El despido de un técnico no es nada sorprendente, y más
en el fútbol nacional. En lo que dura un torneo, por un club pueden
pasar hasta tres, según sea el humor del presidente. Pero que lo
hagan de la forma en que fue cesado Agustín Castillo de FAS, eso
es harina de otro costal.
El peruano fue despedido del campeón nacional, en junio, por recriminar
algunos comentarios de Reynaldo Valle sobre la llegada del delantero Álex
Obregón. El pope afirmó que estaba cansado de que Castillo
le pisoteara la dignidad y por eso lo botó. La historia no termina
ahí, según Castillo, Valle le envió su contrato cortado
en pedazos.
Días después, el presidente tigrillo le exigió a
Castillo, pistola en mano, un carro que le había dado en prima.
El técnico afirmó que lo denunciaría, pero después
no lo hizo. El peruano regresó a dirigir a Chalate y meses más
tarde visitó Santa Ana, Valle afirmó que estaría
dispuesto a saludar a la Chochera, e incluso que lo abrazaría...
Un mal trago
Santa Rosa de Lima también aportó a los absurdos de 2005.
El 9 de mayo, Limeño, amenazado por el descenso, igualó
0-0 contra el San Salvador, con lo que complicaba las posibilidades de
salvar la categoría. Los cucheros estaban cerca de las semis, pero
se alejaban de la acumulada.
Los aficionados, frustrados, la tomaron contra el técnico Nelson
Brizuela, a pesar de que este había realizado una buena campaña.

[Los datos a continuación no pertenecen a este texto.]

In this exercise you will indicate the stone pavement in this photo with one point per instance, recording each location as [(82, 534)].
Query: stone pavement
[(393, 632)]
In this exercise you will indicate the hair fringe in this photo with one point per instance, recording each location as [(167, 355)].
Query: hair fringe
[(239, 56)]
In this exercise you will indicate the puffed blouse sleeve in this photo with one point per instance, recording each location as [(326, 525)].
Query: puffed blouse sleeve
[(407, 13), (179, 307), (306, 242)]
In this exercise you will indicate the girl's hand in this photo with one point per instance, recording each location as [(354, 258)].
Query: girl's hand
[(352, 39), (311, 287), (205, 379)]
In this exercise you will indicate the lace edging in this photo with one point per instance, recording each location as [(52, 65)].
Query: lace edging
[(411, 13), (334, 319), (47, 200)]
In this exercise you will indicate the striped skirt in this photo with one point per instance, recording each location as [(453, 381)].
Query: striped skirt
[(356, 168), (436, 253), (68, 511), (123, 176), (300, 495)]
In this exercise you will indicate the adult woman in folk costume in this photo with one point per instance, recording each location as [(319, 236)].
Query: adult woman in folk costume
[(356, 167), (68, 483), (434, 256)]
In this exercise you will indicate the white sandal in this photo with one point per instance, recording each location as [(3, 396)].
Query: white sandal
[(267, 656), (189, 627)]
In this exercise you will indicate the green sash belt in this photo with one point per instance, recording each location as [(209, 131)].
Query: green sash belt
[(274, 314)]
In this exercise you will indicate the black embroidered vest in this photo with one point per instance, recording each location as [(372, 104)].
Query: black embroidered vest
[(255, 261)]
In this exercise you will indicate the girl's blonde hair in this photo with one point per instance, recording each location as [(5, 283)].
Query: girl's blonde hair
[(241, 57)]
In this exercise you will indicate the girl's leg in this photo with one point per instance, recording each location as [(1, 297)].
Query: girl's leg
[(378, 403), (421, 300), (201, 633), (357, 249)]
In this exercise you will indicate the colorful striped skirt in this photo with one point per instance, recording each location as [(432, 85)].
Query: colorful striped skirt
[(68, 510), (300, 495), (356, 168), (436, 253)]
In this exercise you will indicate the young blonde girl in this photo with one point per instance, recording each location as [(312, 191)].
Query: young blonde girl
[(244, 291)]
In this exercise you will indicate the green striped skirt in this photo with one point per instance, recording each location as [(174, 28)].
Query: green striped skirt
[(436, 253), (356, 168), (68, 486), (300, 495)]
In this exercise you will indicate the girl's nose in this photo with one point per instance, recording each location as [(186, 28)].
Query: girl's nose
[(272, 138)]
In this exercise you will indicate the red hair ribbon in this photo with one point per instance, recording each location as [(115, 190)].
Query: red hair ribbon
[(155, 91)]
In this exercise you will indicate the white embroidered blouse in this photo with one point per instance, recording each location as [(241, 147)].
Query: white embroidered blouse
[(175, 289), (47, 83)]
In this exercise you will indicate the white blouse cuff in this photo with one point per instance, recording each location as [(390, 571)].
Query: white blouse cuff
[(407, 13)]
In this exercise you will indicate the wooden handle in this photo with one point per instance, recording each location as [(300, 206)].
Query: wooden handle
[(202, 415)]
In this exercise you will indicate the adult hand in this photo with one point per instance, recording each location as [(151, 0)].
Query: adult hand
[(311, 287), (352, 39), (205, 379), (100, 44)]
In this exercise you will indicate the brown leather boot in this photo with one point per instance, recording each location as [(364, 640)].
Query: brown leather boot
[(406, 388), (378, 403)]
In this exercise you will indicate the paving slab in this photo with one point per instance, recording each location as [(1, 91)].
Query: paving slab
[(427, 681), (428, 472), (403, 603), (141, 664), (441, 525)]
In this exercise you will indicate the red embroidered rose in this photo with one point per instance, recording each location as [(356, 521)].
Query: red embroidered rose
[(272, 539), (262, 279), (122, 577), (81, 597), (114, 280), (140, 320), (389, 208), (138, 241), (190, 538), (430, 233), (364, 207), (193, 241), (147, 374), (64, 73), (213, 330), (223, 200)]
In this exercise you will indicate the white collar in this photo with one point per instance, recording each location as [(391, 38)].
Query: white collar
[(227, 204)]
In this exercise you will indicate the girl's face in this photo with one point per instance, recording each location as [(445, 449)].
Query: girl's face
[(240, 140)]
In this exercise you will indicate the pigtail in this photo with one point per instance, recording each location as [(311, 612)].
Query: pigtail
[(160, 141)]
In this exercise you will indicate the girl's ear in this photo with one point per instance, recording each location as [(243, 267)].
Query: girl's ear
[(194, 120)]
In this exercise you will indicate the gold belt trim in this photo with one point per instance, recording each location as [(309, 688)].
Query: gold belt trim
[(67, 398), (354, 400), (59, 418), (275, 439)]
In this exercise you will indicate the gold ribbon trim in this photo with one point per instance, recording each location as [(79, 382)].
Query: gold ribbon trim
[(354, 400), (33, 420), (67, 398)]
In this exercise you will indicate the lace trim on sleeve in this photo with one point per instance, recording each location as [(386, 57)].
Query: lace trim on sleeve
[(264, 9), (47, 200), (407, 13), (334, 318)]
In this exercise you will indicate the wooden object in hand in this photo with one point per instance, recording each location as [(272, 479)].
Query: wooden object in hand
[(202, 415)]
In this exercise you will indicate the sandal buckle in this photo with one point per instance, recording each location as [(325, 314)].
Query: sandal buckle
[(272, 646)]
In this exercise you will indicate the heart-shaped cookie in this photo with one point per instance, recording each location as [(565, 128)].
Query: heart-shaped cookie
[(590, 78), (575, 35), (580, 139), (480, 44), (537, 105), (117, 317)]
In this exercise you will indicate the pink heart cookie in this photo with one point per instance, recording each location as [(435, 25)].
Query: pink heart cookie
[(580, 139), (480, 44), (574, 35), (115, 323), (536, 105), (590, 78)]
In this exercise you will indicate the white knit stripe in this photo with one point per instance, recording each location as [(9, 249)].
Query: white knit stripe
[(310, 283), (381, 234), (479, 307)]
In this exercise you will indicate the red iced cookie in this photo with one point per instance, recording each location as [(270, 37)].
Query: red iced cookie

El presidente del equipo, Mario Zúniga, optó por seguir
los mandatos de la afición, echó a Brizuela y ofreció
su renuncia.
Se le vino la tormenta. Al día siguiente, Pablo Caballero, líder
del equipo, anunció una huelga en el plantel. Tras las presiones
y algunas críticas, el pope tuvo que restablecer a Brizuela. Días
después, Lorenzo Rosales, ex presidente cuchero, afirmó
que Zúniga había tomado la decisión en estado de
ebriedad. Zúniga lo negó, pero tuvo que disculparse públicamente
con Brizuela.
La llamada fatal
Angel Orellana y Juan Ramón Paredes pueden dar fe de que una llamada
telefónica puede cambiar la vida, y esto no es precisamente un
spot publicitario. El 5 de junio, el técnico nacional renunció
a dirigir a Alianza, a pesar de tener al equipo en semifinales.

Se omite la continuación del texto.